Entry 46

Define $d_k=\eta(k\tau)$ with the Dedekind eta function $\eta(\tau)$. Then for Level 16   $$\left(\frac{d_8^3}{d_4\,  d_{16}^2}\right)^{2}-2= \left(\frac{d_1^2\,d_8}{d_2\,d_{16}^2}\right)\quad\\ \left(\frac{d_8^3}{d_4\,  d_{16}^2}\right)^{2}+2 = \left(\frac{d_2^5\,d_8}{d_1^2\,d_4^2\,d_{16}^2}\right)$$ Or more simply as $$a-2 =b\\ a+2=c$$ where $(a,b,c)$ are the McKay-Thompson series of class 16B for Monster (A185338, A208603) and obeys  $$\left(\frac{16a}{bc}+\frac{bc}a\right)+2a  = \frac{ab}c+ \frac{bc}a+ \frac{ac}{b}$$ But one of addends is not a moonshine function so this is not one the 9 dependencies found by Conway et al.

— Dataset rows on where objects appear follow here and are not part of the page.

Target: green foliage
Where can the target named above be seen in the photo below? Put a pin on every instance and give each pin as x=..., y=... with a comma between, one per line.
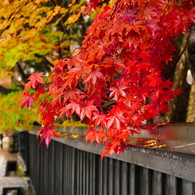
x=11, y=117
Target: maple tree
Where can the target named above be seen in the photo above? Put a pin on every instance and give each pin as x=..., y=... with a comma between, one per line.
x=115, y=81
x=34, y=35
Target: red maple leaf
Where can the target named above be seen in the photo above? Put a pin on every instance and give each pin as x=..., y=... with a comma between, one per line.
x=34, y=79
x=27, y=100
x=46, y=133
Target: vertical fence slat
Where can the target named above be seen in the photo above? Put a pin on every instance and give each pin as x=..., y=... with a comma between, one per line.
x=105, y=175
x=124, y=179
x=132, y=179
x=157, y=182
x=100, y=176
x=144, y=183
x=187, y=188
x=116, y=177
x=111, y=177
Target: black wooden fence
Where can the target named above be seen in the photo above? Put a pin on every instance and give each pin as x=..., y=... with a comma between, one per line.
x=72, y=167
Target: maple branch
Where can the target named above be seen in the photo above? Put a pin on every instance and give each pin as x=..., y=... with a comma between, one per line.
x=179, y=57
x=5, y=91
x=21, y=72
x=47, y=62
x=17, y=83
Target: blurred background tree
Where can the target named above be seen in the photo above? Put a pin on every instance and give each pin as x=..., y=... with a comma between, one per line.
x=34, y=35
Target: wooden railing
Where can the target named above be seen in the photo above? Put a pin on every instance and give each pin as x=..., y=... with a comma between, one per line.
x=73, y=167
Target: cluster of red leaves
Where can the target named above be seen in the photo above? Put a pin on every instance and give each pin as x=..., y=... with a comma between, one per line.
x=121, y=61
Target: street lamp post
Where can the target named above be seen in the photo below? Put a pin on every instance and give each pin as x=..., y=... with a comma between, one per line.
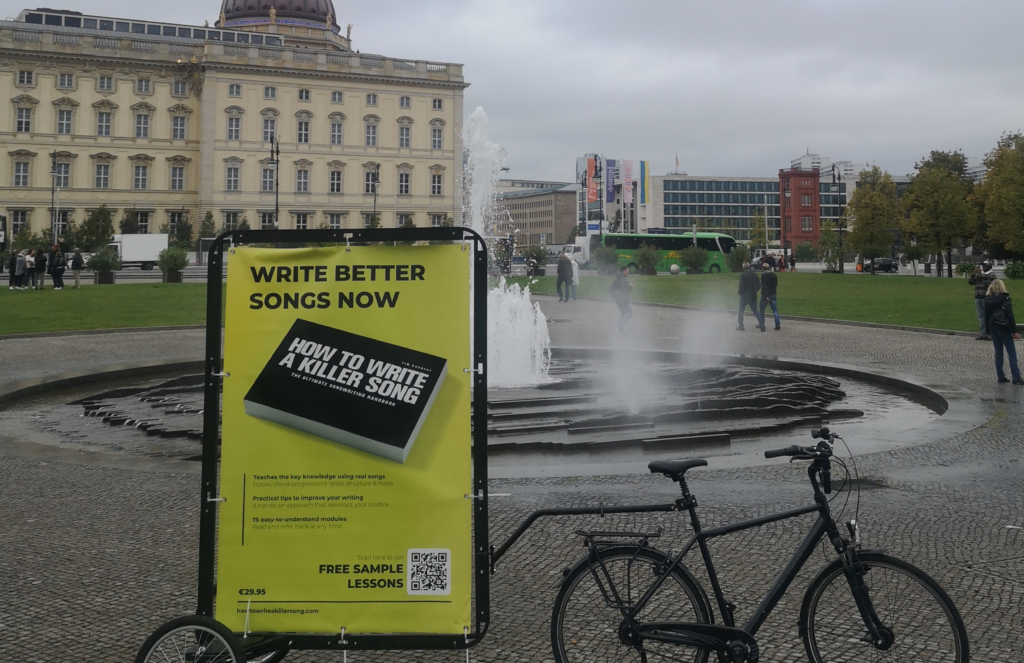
x=376, y=182
x=275, y=164
x=782, y=216
x=54, y=213
x=837, y=180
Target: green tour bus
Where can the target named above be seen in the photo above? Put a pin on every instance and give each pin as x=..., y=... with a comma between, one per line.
x=717, y=244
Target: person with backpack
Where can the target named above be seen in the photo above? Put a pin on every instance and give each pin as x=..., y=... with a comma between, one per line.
x=77, y=264
x=40, y=274
x=57, y=266
x=769, y=295
x=749, y=286
x=981, y=280
x=620, y=291
x=1003, y=328
x=564, y=271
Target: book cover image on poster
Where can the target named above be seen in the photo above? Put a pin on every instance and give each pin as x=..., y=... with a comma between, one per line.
x=351, y=389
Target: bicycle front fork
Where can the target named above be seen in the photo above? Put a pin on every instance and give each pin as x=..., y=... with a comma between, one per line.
x=882, y=635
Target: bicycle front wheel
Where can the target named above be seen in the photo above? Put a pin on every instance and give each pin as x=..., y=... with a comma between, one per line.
x=924, y=620
x=585, y=622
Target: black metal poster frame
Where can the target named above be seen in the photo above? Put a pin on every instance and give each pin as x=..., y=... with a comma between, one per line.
x=211, y=434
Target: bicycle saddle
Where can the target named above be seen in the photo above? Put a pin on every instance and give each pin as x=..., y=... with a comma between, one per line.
x=675, y=468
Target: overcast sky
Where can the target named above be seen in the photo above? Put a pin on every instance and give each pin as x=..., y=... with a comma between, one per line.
x=737, y=87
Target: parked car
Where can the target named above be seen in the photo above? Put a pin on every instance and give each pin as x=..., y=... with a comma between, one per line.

However, we also have $$\begin{align}a-\frac{4}a &= \left(\frac{d_2}{d_8}\right)^4\\ a+\frac{4}a &= \left(\frac{d_4^3}{d_2\,d_8^2}\right)^4\end{align}$$  Adding the two together yields $$\quad 2\left(\frac{d_8^3}{d_4\,  d_{16}^2}\right)^{2} = \left(\frac{d_2}{d_8}\right)^4+\left(\frac{d_4^3}{d_2\,d_8^2}\right)^4$$ and this is one of the $9$ dependencies found by Conway, Norton, and Atkins such that the moonshine functions span a linear space of $172-9=163$ dimensions.